Je me suis approchée, et comme un bon chien de garde, elle est venue vers moi. Ses petits yeux rivés sur moi, elle a penché la tête. Au clair de lune, Hermès était beaucoup plus mignonne que d’habitude, à la lumière du jour. Submergée par l’émotion, j’ai entouré de mes bras son dos imposant.
Son corps était tiède, on ne pouvait pas vraiment dire qu’il sentait bon, même en faisant un effort, mais pour mon nez habitué à cette odeur, c’était le parfum entêtant de la prairie.
Hermès, son groin collé à mon oreille, respirait bruyamment. Incapable de résister au chatouillis, j’ai failli éclater de rire.»

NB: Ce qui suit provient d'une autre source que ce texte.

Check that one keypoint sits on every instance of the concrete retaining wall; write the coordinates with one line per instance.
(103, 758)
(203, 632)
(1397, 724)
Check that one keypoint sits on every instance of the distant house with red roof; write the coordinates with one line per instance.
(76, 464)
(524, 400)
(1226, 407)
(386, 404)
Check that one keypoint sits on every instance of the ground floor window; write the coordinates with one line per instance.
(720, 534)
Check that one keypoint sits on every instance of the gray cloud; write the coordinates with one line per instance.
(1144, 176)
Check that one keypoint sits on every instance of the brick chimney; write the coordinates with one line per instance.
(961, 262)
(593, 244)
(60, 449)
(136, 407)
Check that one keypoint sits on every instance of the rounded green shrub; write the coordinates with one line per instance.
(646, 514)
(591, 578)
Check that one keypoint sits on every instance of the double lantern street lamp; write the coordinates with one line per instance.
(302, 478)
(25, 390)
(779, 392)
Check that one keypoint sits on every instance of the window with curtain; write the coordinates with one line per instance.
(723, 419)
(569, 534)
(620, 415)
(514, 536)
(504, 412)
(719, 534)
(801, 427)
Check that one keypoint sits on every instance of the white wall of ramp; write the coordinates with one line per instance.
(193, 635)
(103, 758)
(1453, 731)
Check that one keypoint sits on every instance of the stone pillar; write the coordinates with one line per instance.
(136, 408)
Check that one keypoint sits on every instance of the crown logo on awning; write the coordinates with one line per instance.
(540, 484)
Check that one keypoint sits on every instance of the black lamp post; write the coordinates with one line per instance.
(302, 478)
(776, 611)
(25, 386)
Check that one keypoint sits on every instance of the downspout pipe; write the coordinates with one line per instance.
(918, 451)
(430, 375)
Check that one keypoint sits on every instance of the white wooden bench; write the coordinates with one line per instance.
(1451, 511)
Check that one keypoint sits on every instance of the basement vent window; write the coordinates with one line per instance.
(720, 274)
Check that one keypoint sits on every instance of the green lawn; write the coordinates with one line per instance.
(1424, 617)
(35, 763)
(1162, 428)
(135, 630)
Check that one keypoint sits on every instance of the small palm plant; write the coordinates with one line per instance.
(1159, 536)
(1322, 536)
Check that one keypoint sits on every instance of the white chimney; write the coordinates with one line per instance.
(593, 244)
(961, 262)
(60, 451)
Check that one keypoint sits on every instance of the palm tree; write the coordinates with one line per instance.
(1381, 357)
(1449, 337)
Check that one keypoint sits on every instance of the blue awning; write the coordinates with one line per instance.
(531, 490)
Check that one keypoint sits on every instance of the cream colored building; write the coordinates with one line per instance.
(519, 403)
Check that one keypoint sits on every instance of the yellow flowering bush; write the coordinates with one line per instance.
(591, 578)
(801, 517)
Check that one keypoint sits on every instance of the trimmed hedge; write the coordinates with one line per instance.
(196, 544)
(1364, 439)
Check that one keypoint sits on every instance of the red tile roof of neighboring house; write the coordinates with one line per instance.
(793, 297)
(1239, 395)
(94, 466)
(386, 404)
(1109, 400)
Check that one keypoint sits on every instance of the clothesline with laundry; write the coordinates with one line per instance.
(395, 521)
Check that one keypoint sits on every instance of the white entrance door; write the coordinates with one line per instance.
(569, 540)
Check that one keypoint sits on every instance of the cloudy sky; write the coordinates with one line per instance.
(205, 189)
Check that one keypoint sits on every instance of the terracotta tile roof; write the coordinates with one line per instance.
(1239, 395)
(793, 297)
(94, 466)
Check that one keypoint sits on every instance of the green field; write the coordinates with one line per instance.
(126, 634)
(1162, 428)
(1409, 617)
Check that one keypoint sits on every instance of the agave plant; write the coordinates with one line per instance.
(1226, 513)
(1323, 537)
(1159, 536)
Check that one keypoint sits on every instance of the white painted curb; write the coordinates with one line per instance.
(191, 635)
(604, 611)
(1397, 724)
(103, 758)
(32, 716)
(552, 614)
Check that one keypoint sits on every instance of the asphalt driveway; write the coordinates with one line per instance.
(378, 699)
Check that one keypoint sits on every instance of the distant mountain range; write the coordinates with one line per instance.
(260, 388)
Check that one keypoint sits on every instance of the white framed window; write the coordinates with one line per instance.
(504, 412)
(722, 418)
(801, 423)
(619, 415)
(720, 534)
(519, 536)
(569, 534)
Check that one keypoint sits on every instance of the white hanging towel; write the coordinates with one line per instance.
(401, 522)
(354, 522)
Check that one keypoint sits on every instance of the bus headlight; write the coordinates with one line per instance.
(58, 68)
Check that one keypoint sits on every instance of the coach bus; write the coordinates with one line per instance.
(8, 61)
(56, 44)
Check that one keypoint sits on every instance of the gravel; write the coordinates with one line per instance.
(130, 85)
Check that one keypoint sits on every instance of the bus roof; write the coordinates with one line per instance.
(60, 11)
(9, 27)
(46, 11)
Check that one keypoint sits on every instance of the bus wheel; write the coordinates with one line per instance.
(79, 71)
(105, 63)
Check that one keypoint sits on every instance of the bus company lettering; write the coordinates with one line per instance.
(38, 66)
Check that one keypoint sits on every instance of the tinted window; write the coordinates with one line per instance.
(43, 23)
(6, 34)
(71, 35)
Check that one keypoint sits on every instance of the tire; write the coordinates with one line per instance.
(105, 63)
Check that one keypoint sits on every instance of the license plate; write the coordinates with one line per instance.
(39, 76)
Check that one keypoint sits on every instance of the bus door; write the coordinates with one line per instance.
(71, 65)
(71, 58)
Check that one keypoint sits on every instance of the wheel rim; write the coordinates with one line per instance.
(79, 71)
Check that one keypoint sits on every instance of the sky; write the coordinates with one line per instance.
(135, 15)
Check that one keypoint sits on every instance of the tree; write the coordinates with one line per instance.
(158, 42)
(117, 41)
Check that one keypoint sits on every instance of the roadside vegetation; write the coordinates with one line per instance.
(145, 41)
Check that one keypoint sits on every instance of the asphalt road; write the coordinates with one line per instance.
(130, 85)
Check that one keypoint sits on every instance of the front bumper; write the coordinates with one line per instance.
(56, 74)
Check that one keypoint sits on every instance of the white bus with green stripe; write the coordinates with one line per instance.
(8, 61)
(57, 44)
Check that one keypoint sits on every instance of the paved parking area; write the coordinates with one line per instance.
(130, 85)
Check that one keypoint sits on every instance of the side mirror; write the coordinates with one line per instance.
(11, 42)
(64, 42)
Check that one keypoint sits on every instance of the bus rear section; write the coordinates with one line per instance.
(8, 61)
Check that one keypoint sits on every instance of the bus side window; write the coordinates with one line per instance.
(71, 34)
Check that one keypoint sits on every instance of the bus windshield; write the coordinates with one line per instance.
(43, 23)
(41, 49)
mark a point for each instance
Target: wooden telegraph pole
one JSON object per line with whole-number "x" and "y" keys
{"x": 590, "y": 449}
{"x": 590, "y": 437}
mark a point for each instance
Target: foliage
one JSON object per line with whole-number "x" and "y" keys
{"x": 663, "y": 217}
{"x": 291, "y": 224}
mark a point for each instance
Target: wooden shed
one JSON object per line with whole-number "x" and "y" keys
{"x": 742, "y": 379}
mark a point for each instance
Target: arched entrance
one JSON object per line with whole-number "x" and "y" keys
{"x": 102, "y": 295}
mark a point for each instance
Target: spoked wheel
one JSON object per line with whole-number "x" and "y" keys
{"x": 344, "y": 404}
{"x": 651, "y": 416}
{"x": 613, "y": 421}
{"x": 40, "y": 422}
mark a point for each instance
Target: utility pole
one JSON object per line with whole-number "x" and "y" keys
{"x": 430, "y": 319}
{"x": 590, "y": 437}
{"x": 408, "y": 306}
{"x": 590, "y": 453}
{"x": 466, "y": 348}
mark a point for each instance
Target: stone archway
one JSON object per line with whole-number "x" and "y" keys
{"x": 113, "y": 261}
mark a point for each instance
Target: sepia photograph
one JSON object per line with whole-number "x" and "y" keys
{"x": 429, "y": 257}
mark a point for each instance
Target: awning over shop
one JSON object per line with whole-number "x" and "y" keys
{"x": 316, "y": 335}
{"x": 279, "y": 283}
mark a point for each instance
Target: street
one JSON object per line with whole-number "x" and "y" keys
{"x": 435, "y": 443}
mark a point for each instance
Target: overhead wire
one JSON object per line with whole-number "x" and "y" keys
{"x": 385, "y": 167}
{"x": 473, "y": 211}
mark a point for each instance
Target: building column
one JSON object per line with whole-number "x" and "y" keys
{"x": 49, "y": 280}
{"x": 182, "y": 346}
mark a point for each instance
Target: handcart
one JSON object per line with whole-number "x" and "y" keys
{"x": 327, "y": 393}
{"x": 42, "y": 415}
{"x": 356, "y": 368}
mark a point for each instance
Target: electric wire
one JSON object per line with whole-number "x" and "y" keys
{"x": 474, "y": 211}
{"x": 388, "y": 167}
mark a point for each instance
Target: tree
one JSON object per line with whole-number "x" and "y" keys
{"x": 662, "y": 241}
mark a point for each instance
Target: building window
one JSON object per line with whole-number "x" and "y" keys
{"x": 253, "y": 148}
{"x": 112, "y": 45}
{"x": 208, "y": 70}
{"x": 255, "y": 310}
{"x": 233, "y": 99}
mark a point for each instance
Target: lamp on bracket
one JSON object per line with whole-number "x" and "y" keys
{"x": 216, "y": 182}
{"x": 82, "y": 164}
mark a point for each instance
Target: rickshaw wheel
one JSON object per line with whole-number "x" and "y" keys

Courez vous procurer ce roman et rencontrer Sarah et Henry et le Piglet Circus quand ils seront de passage près de chez vous. On s’est dit que la belle et la bête pourraient partager les «pommes de terre en papillotes» de Monsieur Paul (3), une recette que l’on pourra faire en extérieur cet été sous la braise.
Patates façon Bocuse
Pour quatre personnes, il vous faut : 4 grosses pommes de terre de qualité Bintje (vieilles) ; du beurre ; de la crème fraîche ; du gros sel ; de la ciboulette (facultatif).
Faites chauffer votre four à 270 degrés. Prenez des grosses pommes de terre, lavez-les soigneusement, séchez-les. A l’aide d’un petit couteau de cuisine pointu, faites une encoche assez profonde en forme de croix sur un des côtés. Coupez des carrés de feuilles de papier aluminium dans lesquels vous enveloppez soigneusement les pommes de terre. Mettez-les à cuire au four ou sous la braise pendant une heure environ. Vérifiez la cuisson en les piquant avec un couteau. Dégagez proprement le côté sur lequel vous avez pratiqué une ouverture en écartant le papier aluminium comme une collerette. Dressez sur un plat de service. Offrez sur la table : beurre bien frais, crème fraîche épaisse, gros sel, poivre, éventuellement de la ciboulette soigneusement lavée, épongée et coupée finement.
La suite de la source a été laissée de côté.